This article on border control by Didier Bigo continues his scholarship about the linguistics of security, following his article on International Political Sociology, where he highlights the speech act and exceptionalization of security measures as part of the process of the insecuritization in political discourse. The article is based on extensive research and interviews with professionals working in the border security field. Using sociological intervention as a methodology, they completed 14 in-depth interviews across the EU, with those who work in external border management.

In the presentation, the problematique presented for this particular text is: “How do border security practices and border surveillance problematize mobility?” in which the thesis presented is the language used in the three social universes of border security problematizes mobility through its technocratic and industrial language, and its digitalization of people which treats mobility like an inhuman problem that can should be stopped. This is an interesting and insightful point of view of the presenter – through Bigo’s emphasis on the types of technology used and the emphasis of data can create location traps for people. In addition, the heavy use of data in border security creates a ‘inhumanization’ of people and can render certain groups to be less human. As an introduction, it is important to note the three different universes of security identified by Bigo: the 1st Universe involving military personnel, 2nd Universe the border guards and police, and lastly the 3rd Universe is the intelligence and data specialists.

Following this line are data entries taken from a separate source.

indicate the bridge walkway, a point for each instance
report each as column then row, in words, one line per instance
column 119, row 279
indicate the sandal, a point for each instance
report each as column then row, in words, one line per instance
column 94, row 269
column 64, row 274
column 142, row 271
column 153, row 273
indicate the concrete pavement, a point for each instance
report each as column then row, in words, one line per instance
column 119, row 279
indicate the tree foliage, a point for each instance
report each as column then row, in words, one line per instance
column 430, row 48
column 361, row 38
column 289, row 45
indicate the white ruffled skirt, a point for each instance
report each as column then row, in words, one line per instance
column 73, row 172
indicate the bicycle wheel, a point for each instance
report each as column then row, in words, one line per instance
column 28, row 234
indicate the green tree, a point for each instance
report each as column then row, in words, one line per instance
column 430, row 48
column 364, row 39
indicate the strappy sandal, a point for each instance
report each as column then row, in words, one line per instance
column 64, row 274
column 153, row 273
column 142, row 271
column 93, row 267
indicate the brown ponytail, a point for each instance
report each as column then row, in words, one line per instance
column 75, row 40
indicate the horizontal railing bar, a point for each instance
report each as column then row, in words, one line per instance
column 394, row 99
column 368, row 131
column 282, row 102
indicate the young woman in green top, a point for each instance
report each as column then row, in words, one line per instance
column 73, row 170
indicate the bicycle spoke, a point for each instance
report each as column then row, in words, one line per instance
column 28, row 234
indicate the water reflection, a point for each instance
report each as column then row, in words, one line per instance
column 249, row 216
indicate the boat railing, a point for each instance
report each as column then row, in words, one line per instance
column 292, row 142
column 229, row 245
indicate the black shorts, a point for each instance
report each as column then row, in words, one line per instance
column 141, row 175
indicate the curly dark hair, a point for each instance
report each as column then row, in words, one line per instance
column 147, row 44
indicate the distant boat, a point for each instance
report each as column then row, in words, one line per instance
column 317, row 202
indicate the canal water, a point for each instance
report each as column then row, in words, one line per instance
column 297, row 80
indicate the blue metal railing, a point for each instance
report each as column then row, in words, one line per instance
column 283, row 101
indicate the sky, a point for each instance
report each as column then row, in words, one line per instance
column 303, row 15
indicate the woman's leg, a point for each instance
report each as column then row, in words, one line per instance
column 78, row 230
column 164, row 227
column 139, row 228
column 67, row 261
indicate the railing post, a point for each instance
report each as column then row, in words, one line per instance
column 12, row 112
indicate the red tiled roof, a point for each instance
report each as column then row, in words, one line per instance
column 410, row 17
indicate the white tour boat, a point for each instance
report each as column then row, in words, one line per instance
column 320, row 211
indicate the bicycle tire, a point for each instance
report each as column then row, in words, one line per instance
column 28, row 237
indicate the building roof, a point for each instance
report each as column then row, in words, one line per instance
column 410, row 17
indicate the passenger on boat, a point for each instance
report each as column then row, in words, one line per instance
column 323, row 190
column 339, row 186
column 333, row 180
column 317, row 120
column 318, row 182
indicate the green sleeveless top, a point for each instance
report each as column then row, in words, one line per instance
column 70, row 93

        Through this identification, the presenter presents two parts in which, first, she discusses how mobility is perceived to be an (in)securitization process when the language of the first two universes are used. In the second part, she discusses how technology is able to bring out a language of (in)securitization which reduces humans to data points and their mobility and freedom to a problem. Personally I find this part to be particularly relevant and applicable in reality, specifically on the point she made on ‘speed does not mean freedom’. Just because we may flow and move among borders easily, it does not mean we are free from the constraints of surveillance and being watched. In reality, we are scrutinized – this only shows the fact that the rhetoric around the intelligence and surveillance factor of borders is negative, partially because people are naturally afraid of technology and its development. Also, the reduction of people to data is so cold and industrial that it gives a clear line about the safety of people, especially the freedom of people. Hence, the speed and efficiency some of us experience in travel is not experience by all – visible through the language used by those who are practitioners of the third world of border control. Thus, mobility can be viewed as a problem; it is becoming a negative part of security and the movement of human across borders is viewed to be a problem of politics as it is a matter that is being controlled rather than eradicated.